The last 12 months have been full of change for defenseman Joe Morrow. In the fall, he began his first season in the AHL with the Wilkes-Barre Scranton Penguins, the minor league affiliate of the Pittsburgh Penguins. It was a trying season for the 2011 first round pick, featuring some major adjustments to his defensive game. Despite some growing pains, Morrow showed flashes of the potential that had him ranked as the #4 prospect in the Penguins organization last year. As the NHL trade deadline approached, the Penguins dealt Morrow to the Dallas Stars for LW Brenden Morrow, who assigned Morrow to the Texas Stars of the AHL. He finished out the season with the Texas Stars, playing some big minutes on their run to the AHL Conference Semi-Finals. In July, he was traded to the Boston Bruins as part of the Tyler Seguin deal, and forced to start fresh with a new team for the third time in the last year.
At the end of last season, Providence’s top two defensemen graduated to the NHL, a loss that would prove to be more than the Baby B’s could handle. Matt Bartkowski and Torey Krug played in all situations for Providence last year, meaning that there will be lots of opportunities for their remaining defensemen to step up this year. Enter Joe Morrow. When he was drafted, he was viewed as a strong two-way defenseman. The focus of his first season in the AHL was working on the defensive aspects of his game, an area where he showed noticeable improvement. The next step for Morrow will be blending his improving defense with his offensive talent.
Joe Morrow will enter training camp with the Boston Bruins with extremely slim odds of making the team. He looks primed to be Providence’s top defenseman and the first call up if injuries occur in Boston. As the top defenseman, he will be utilized in all situations, power plays and penalty kills included. Morrow’s biggest impact will be on the power play, as he will share the role of power play quarterback with David Warsofsky. Morrow is dual threat on the power play, featuring a monster shot and elite passing skills. On the penalty kill, Morrow will initially rely on his size and his hockey IQ, although as the year goes on, the hope is that his positioning and strength will become a positive factor. After tallying five goals and 14 assists between his two teams last season, Morrow will look to take a step forward statistically. A realistic window for Morrow’s points total this season would be somewhere in the 30-40 point range. Although Morrow is currently blocked by the Boston Bruins impressive defensive depth, a big season in Providence could go a long way in ensuring his future in Boston.
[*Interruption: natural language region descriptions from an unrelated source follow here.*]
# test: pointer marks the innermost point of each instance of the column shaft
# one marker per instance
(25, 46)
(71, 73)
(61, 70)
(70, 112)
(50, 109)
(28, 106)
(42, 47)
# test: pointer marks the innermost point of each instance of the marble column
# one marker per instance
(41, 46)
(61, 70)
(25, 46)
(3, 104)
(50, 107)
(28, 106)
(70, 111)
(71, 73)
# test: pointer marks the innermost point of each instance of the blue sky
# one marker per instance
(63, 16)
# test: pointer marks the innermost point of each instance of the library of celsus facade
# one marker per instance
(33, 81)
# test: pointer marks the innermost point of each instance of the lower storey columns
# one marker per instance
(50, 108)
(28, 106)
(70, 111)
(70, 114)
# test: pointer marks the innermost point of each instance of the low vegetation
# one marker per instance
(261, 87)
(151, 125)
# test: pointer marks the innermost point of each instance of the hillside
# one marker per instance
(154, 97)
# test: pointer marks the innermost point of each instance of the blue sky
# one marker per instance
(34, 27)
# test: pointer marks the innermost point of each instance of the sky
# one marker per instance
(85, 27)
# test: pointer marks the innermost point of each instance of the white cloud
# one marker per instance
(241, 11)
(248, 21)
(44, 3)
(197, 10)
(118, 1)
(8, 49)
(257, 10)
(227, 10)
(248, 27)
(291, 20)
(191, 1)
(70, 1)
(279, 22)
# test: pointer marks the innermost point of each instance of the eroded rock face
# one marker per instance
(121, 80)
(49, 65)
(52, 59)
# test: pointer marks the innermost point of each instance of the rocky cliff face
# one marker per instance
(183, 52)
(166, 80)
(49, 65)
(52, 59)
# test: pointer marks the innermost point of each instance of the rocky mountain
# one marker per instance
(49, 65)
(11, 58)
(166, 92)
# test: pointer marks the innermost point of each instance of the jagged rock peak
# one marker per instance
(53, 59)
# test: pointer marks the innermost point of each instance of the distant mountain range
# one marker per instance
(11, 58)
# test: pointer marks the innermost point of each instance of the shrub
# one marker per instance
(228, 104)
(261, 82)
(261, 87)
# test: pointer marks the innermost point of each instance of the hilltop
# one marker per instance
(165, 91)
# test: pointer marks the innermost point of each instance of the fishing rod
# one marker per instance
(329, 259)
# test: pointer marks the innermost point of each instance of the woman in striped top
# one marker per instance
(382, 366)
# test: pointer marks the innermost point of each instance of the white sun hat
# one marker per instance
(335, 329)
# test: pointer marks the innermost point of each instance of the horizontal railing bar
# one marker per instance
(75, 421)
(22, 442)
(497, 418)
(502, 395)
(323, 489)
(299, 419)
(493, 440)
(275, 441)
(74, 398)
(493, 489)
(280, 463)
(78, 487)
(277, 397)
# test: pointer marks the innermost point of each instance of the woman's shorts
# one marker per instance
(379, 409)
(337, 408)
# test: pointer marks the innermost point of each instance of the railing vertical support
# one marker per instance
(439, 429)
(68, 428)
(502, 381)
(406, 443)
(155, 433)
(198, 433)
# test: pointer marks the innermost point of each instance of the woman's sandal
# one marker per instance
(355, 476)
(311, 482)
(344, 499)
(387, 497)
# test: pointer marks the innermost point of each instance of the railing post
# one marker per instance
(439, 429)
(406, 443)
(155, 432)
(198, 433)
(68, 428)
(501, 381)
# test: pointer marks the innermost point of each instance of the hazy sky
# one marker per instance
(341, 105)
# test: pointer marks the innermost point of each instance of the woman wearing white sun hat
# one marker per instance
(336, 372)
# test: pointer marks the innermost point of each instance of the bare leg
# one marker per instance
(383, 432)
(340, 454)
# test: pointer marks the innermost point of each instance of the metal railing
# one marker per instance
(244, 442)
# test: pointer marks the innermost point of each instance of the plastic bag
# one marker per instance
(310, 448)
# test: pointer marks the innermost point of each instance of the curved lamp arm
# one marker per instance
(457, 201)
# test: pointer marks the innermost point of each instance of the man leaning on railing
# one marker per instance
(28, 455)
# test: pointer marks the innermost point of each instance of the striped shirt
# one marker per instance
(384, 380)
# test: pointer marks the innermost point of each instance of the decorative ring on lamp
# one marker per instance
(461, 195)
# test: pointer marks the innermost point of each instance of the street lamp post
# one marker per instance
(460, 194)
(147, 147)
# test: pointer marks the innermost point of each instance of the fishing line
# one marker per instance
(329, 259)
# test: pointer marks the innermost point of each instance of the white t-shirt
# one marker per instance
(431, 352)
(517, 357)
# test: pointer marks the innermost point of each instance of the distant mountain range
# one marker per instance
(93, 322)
Joe Morrow is expected to spend the next few seasons in the AHL. This will allow him ample time to develop, while he plays top minutes in Providence. His development will not, in all likelihood, require multiple seasons in the AHL, but without an open roster spot, there will be no need for the organization to rush him. Long-term, Morrow has an outside shot at developing into a number two defenseman in the NHL. Even if he settles into a top four role in the NHL, it seems like a certainty that he will see minutes on the top power play unit. Based on the defensive prospects in the Bruins organization and Morrow’s skill set, it seems very likely that Morrow will not be on the move again any time soon.